I cook oats uncovered, bringing them to a boil on high heat and reducing to medium-low as soon as the pot boils. Stirring at the beginning doesn’t make much of a difference, but when most of the liquid is already absorbed, stirring frequently helps avoid any sticking or burning. I usually stir the porridge every couple of minutes.

At the very end of the cooking process, when the porridge is already of the right texture, I take it off the heat, cover it with a lid, and let it sit for another ten to twenty minutes while I do something else. The extra time softens the oats even more and allows the porridge to cool down to a temperature that’s reasonable for consumption.


My general preference is sweet toppings. While savoury toppings like adding a raw egg and have it cook from the heat of the oats sound cool, it’s just not for me.

In my opinion, the texture in toppings is as essential as in the porridge itself. Banana, for example, is one of the best sweet toppings on oatmeal because it’s very soft and still different from the texture of the porridge. But harder things like whole almonds can create an unpleasant difference in textures.

Small seeds like flax seeds are usually fine; they add a little crunch without causing any texture issues. Walnuts are softer than almonds, so they are alright too. If I had to add almonds, I’d add sliced almonds rather than whole almonds.

I like salt on top of sweet toppings. Maldon or other less trendy types of sea salt work great.

A few combinations of toppings I like:

Nut butter

I’m surprised that nut butter isn’t a common porridge topping. I’ve seen a café add peanut butter to porridge but in trace amounts — not enough! I would always take the texture of nut butter over whole nuts in oatmeal.

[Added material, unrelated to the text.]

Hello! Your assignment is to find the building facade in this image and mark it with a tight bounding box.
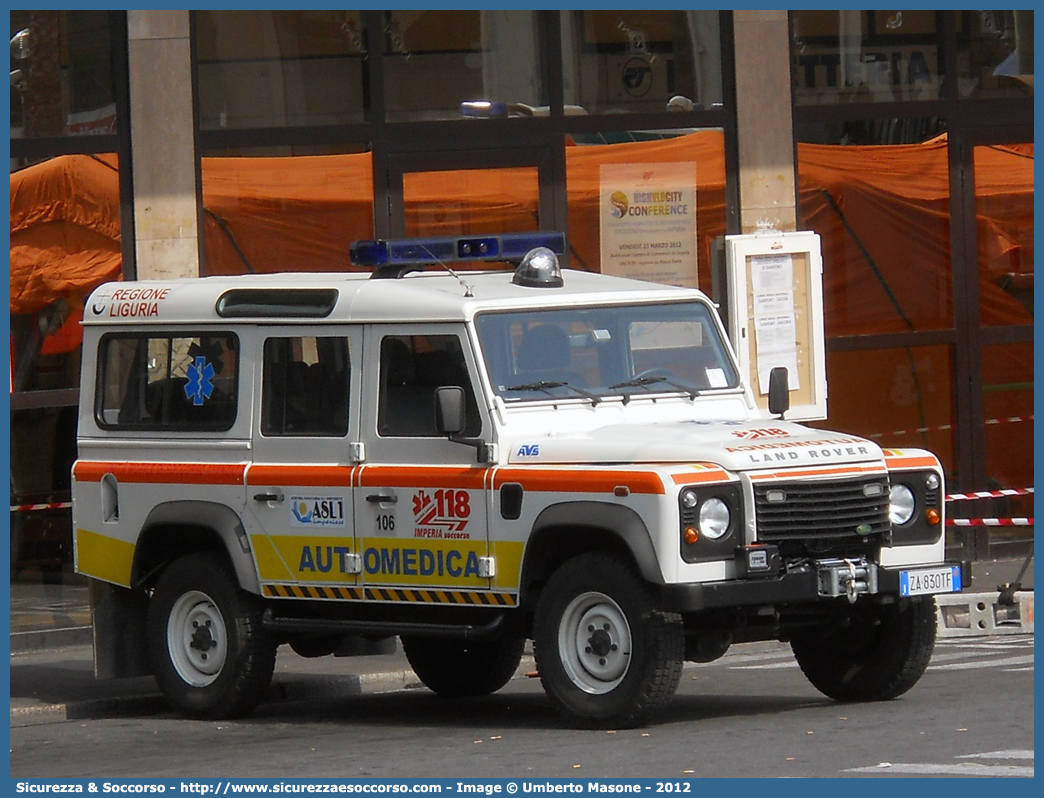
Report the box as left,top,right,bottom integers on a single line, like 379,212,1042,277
10,9,1034,605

One more reason to like nut butter on porridge: you probably know that oats are almost entirely carbohydrates with low protein content. Nut butter, on the other hand, is quite rich in protein (and, certainly, fat). Adding protein to your porridge can reduce the overall insulin response vs. porridge with no protein. 2 Porridge and nut butters were made for each other. I like adding almond butter, sunflower seed butter and walnut butter are also great. I usually stay away from peanut butter.


I like my porridge as I make it today, and I’m looking forward to improving it further. I’ll continue experimenting with different toppings. I’m also going to try gluten-free steel-cut oats once I find them in stock somewhere.